Act IV, Scene i

Synopsis of Act IV, Scene i

The figure of Time enters, and tells the audience that sixteen years have passed, that Leontes is penitent, and lives a secluded life, and that the action of the play will now take place in Bohemia. Time goes on to remind the audience of Polixenes' son, Prince Florizel (mentioned in Act I scene ii) and of Perdita, who has now grown into a wonderful young lady, and who passes for a shepherd's daughter.

Commentary on Act IV, Scene i

Enter Time, the Chorus A ‘Chorus' in the context of Shakespearean drama means a single person who comments on the action (cf. The Chorus in Henry V.)

More on the Chorus: The term ‘Chorus' comes from ancient Greek theatre where a group of actors, singing or speaking in unison, commented on the significance of events during a play.

It is noticeable that Time speaks in rhyming couplets, which sets him apart from other characters (and was often used by Shakespeare for supernatural characters, such as Puck in A Midsummer Night's Dream). See: Verse and prose.

PandostoI ... try all … unfolds error Time tests everyone, revealing the truth. There is a proverb that ‘Truth is the daughter of Time', and The Triumph of Time is the subtitle of Pandosto, a novel of 1588 by Robert Greene which supplied Shakespeare with much of his story for The Winter's Tale.

I ... leave the growth untried / Of that wide gap … I give my scene such growing Time uses the image of growth to suggest the developments that have taken place in sixteen years.
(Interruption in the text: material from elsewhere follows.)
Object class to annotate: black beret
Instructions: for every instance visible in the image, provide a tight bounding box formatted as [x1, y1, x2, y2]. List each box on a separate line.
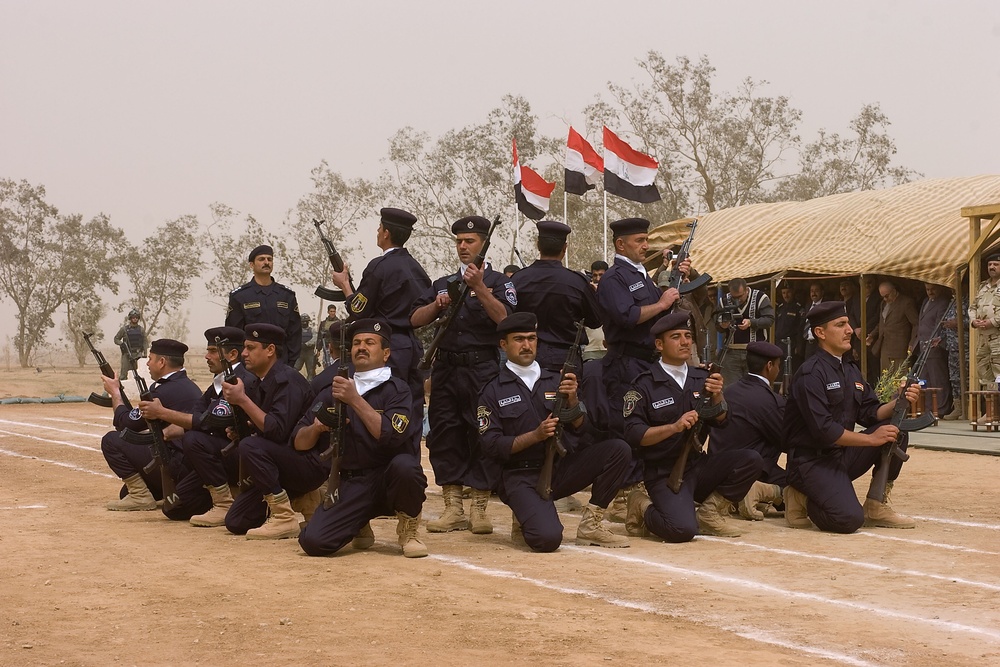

The idea of growth and renewal is a key image of the play – see: Birth and growth.

I turn my glass The figure of Time traditionally carries an hour-glass.

I mentioned a son o' th' king's Not mentioned explicitly by the figure of Time, but mentioned ‘in time past' –in fact in I. ii

Grown in grace / Equal with wond'ring Perdita, like her mother, is described as possessing the quality of grace, which is as much a spiritual as a physical quality. (See: Spiritual re-creation.) It is notable in the Romance Plays of Shakespeare (see: Romance plays) that, in contrast to many of his earlier plays, outer appearance does reflect character: Perdita is ‘gracious' in both body and soul. She is also described here as causing ‘wond'ring' – that is, admiration. The heroine of another of the Romance Plays – Miranda in The Tempest, has a name which means ‘to be admired, or wondered at'.
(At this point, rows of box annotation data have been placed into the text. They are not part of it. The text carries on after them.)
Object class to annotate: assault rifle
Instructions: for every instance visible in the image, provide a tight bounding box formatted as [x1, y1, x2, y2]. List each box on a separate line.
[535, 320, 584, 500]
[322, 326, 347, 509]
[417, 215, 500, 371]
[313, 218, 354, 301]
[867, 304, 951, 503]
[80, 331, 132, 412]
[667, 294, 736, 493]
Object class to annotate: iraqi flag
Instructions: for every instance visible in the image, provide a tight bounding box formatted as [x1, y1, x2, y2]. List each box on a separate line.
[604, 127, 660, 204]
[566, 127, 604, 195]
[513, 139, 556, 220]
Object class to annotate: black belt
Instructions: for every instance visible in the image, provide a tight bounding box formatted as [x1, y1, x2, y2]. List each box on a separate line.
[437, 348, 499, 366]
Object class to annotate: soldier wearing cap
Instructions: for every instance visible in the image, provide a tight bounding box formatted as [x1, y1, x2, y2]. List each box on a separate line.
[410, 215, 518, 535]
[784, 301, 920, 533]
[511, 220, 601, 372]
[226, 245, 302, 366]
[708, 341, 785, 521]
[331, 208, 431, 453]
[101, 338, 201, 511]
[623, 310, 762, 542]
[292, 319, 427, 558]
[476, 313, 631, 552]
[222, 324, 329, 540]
Investigating Act IV, Scene i
  • The figure of Time is unlike any other character in the play. What might be the effect of this symbolic figure on the audience?
    • How else might Shakespeare have indicated a jump of sixteen years? (Consider also The Tempest, where events twelve years before are not seen by the audience but are recounted by Prospero to his daughter Miranda.)
  • What does Shakespeare gain or lose by deliberately ignoring the classical idea of the Unities?